The ANCWL in KZN said it was deeply upset by the “vicious attack” and strongly condemned it.
“The wish of Imbokodo (women) is to see this attacker of Dlamini Zuma shamed and behind bars.
“We see this racist attack on Nkosazana Dlamini Zuma as an attack on our hard-earned democracy, and women in particular. This racist has grossly undermined the human rights of Dlamini Zuma. We urge the police to arrest him,” said provincial secretary Nonhlahla Gabela.
The ANCWL said it believed the attacks on Dlamini Zuma stemmed from her hardline stance on the ban of tobacco products in the country.
The group said it stood firm on the tobacco ban and reaffirmed its support for this stance due to the detrimental effects of cigarette products on the health of smokers and non-smokers alike.
In a separate statement, the Western Cape ANCYL said it was “outraged and incensed by the cruel, racist, and misogynist” attack on Dlamini Zuma.
“We thought that in building a non-racial society and forging national unity and also reconciliation, the racists would grow quiet. We were wrong. In the past few years, we have seen racists in the white community boldly stepping out and venting their poisonous and hate-filled views,” the league said.
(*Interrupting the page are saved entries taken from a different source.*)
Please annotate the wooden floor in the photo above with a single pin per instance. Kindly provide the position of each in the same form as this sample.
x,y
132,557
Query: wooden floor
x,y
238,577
It said it would lay a charge at the Equality Court in Cape Town today against the man who allegedly posted the racist image and comment. “We hope that this court will treat our complaint as an urgent one, because these racist views are not only a wanton abuse of freedom of expression, but can also stir up racial tensions,” the league said.
In a statement on Saturday, ANC spokesperson Pule Mabe condemned the attack on Dlamini Zuma, saying the comments were “racist, sexist and misogynistic”.
“We view this as a gross human rights violation and add our voice to calls made by the ANCWL for the Human Rights Commission and SAPS to immediately investigate and take appropriate action in this matter.”